An image (top) of a giant skeleton being unearthed by an archaeological team began to circulate online in early 2004. It was accompanied by text that described how this skeleton had been found in Saudi Arabia:
Recent gas exploration activity in the south east region of the Arabian desert uncovered a skeletal remains of a human of phenomenal size. This region of the Arabian desert is called the Empty Quarter, or in Arabic, 'Rab-Ul-Khalee'. The discovery was made by the Aramco Exploration team. As God states in the Quran that He had created people of phenomenal size the like of which He has not created since. These were the people of Aad where Prophet Hud was sent. They were very tall, big, and very powerful, such that they could put their arms around a tree trunk and uproot it...
Ulema's of Saudi Arabia believe these to be the remains of the people of Aad. Saudi Military has secured the whole area and no one is allowed to enter except the ARAMCO personnel. It has been kept in secrecy, but a military helicopter took some pictures from the air and one of the pictures leaked out into the internet in Saudi Arabia.

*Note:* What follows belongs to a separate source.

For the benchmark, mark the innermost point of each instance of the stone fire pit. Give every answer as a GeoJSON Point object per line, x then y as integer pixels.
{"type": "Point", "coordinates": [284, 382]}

In April 2004 the picture and details from the story were reported as fact by Bangladesh's The New Nation
newspaper as well as by papers in India, giving the story added credibility.
In reality, the picture was created in 2002 by "IronKite," a member of Worth1000.com who had submitted it as an entry in an "Archaeological Anomalies" photo contest. The contest rules challenged entrants to "create an archaeological hoax... show a picture of an archaeological discovery that looks so real, had it not appeared at Worth1000, people might have done a double take."
The original source of the image was an aerial shot (second from top) of a mastodon dig outside Hyde Park, New York led by researchers from Cornell University.
A variant of the hoax resurfaced in 2007, accompanied by three more images of giant human skeletons (bottom three). These images came from the same Worth1000 archaeological anomalies contest.